¹ The trigger_type acts as a filter to determine when a rule is evaluated. It maps to core LILAM API calls, such as starting a transaction (TRACE_START), reaching a milestone (MARK_EVENT), or completing a process (PROCESS_STOP). ² The context field allows you to apply rules more selectively. Use it to differentiate between various instances of the same action. This is particularly useful when different thresholds or SLAs apply to specific locations or segments (e.g., a "Speed Limit" rule that only applies to a specific track section).
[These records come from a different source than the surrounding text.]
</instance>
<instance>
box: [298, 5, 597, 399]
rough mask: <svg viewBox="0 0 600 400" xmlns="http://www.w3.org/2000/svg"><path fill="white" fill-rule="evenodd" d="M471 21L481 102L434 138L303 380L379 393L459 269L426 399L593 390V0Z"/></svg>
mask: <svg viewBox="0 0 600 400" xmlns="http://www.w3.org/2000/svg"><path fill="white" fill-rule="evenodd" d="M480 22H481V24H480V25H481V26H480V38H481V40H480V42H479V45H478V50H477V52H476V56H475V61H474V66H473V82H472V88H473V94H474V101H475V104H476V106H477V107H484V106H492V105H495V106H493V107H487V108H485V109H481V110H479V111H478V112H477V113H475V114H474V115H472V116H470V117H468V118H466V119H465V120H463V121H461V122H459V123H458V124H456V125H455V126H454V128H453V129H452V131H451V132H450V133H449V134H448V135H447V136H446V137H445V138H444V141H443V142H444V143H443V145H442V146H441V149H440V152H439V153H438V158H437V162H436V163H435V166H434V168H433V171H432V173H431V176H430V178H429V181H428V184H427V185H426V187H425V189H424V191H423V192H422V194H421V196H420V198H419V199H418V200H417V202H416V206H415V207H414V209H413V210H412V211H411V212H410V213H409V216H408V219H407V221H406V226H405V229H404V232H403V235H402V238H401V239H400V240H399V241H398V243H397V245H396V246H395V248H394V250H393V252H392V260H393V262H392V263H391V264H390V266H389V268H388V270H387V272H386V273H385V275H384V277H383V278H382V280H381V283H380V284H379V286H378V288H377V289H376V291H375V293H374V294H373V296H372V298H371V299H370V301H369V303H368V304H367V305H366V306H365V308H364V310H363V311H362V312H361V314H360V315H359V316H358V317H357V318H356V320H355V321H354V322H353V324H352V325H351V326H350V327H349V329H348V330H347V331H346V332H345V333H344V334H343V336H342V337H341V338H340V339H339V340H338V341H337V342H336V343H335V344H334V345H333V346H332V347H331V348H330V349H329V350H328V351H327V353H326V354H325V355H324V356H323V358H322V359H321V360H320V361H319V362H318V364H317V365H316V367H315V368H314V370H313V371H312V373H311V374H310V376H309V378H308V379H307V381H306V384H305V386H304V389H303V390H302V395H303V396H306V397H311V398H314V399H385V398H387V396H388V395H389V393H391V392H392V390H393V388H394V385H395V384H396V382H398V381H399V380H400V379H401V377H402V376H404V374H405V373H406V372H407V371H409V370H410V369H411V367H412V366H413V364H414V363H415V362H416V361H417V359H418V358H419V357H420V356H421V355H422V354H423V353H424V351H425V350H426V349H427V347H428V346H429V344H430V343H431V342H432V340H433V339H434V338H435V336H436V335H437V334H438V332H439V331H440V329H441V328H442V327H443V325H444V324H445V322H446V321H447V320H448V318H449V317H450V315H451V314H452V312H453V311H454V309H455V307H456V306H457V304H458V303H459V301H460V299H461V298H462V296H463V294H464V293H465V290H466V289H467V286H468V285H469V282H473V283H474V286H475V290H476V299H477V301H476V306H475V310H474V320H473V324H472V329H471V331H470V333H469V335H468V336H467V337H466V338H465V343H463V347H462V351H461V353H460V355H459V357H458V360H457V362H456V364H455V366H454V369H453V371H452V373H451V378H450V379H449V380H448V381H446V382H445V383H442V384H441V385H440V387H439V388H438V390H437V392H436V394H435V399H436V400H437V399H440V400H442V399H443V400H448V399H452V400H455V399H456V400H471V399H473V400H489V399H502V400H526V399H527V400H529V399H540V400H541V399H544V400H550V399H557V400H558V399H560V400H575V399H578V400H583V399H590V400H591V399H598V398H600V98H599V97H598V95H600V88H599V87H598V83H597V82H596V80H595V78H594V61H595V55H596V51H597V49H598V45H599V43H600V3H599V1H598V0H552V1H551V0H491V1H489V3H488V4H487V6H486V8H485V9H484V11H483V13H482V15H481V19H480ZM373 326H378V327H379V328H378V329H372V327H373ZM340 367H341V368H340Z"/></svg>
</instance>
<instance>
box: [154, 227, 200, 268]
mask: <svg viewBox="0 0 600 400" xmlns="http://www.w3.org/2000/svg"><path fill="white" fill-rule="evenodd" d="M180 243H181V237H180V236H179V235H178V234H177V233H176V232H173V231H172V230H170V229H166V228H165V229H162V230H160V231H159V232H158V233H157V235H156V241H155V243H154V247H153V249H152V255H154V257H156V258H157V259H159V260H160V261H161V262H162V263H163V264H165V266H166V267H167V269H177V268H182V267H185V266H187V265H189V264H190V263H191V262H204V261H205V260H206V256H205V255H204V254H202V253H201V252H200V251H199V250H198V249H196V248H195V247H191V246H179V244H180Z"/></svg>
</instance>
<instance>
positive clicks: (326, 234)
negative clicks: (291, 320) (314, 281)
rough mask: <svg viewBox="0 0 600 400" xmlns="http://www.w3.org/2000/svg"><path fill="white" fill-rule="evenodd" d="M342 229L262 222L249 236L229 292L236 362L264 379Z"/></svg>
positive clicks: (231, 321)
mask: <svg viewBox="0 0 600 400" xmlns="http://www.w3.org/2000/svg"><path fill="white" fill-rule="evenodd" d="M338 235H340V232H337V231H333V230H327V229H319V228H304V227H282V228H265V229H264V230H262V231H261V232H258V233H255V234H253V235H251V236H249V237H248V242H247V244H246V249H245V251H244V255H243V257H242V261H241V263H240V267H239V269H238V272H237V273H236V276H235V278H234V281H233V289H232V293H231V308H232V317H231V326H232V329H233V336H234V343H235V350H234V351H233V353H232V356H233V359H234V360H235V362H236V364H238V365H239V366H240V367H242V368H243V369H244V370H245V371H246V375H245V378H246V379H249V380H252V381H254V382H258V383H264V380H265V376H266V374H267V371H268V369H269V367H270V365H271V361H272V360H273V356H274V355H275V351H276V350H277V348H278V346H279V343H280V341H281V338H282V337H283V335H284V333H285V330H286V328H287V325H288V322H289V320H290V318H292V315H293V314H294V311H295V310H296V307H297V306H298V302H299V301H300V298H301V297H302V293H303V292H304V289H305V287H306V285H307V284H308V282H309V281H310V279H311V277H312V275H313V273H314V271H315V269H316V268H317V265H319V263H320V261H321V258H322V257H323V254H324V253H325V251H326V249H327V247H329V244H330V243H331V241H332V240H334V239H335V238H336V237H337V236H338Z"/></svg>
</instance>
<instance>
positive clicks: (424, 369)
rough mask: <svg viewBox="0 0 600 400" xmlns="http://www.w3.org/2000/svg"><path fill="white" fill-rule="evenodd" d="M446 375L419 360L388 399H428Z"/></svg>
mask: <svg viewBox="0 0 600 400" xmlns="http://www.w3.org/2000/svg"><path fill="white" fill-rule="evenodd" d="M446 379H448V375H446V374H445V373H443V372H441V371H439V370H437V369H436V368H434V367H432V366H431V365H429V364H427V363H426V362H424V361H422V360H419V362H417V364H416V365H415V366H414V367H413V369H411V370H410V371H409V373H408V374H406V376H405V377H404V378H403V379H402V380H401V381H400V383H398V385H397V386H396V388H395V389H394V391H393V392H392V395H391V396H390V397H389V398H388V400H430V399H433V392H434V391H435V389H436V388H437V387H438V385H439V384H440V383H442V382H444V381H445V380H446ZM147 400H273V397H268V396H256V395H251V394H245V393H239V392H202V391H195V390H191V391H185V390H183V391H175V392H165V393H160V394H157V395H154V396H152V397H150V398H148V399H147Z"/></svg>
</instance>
For example rule SEQ-003 only monitors travel times for the specific track segment SECTION_400_001, rather than every segment on the line.

    {
      "id": "SEQ-003",
	  "_comment": "Mehr als 25 Sekunden dauert die Fahrt nicht. Irgendetwas hat den Zug aufgehalten.",
      "trigger_type": "TRACE_STOP",
      "action": "TRACK_SECTION",
      "context": "SECTION_400_001"
      "condition": {
        "operator": "MAX_DURATION_MS",
        "value": "25000"
      },
      "alert": { "handler": "MAIL_LOG", "severity": "WARN", "throttle_seconds": 0 }
    }

Table: LILAM_RULES

This table serves as the central repository for all rule sets. Each rule set is stored as a single, versioned JSON document, allowing for flexible and dynamic rule management.

Column Type Description
SET_NAME VARCHAR2(30) Primary Key. The unique identifier for the rule set.
VERSION NUMBER Version number to support testing, staging, and rollbacks.
RULE_SET CLOB The core configuration: A JSON object containing the header and the array of rule definitions.
CREATED TIMESTAMP Audit timestamp: When this specific version was created.
AUTHOR VARCHAR2(50) Attribution: The developer or architect who defined the rule set.
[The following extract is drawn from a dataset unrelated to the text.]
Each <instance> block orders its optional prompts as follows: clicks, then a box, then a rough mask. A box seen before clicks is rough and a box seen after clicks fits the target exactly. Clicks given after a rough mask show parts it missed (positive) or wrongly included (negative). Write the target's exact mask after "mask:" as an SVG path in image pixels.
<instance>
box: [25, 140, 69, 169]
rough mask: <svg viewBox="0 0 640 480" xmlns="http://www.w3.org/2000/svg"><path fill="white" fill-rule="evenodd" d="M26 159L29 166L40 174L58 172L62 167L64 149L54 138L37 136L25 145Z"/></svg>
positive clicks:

** Implementation Note ** The LILAM servers load the RULE_SET JSON into RAM at startup (or upon manual refresh). This minimizes database I/O during high-speed event processing, as all rule evaluations are performed against the cached > memory structure.


Loading a Rule Set

LILAM servers support dynamic rule set updates at runtime. Active configurations are persisted in the LILAM_SERVER_REGISTRY, ensuring that servers automatically reload the correct rule sets upon restart:

exec LILAM.SERVER_UPDATE_RULES(p_processId => 1202, p_ruleSetName => 'METRO Rules', p_ruleSetVersion => 2);

Deep Dive: Anomaly Detection with EWMA

The AVG_DEVIATION_PCT operator utilizes an Exponentially Weighted Moving Average (EWMA). Unlike a simple arithmetic mean, the EWMA gives more weight to recent data points, allowing the system to adapt to shifting performance trends in real-time.

What is EWMA?

It is a statistical measure used to model time-series data. In LILAM, it creates a "moving baseline" for your business transactions. If a new event deviates significantly from this baseline, an alert is triggered.
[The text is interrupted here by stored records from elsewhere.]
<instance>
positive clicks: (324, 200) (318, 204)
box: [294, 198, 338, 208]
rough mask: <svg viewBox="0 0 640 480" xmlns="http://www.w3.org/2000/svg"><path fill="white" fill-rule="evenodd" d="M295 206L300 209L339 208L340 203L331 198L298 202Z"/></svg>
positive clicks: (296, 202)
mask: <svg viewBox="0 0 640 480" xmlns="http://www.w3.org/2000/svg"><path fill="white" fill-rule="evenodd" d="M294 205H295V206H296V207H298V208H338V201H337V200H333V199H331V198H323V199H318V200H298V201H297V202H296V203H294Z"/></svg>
Technical Example: 20|100|0.1

When using AVG_DEVIATION_PCT with the value 20|100|0.1, the parameters are defined as follows:

Parameter Value Description
Tolerance 20 Trigger an alert if the deviation is > 20% from the average.
Warm-up 100 Minimum number of initial events needed to build a stable baseline before alerting starts.
Smoothing (Alpha) 0.1 The weight of the latest event (10%). A lower value makes the average more stable; a higher value makes it more reactive to sudden changes.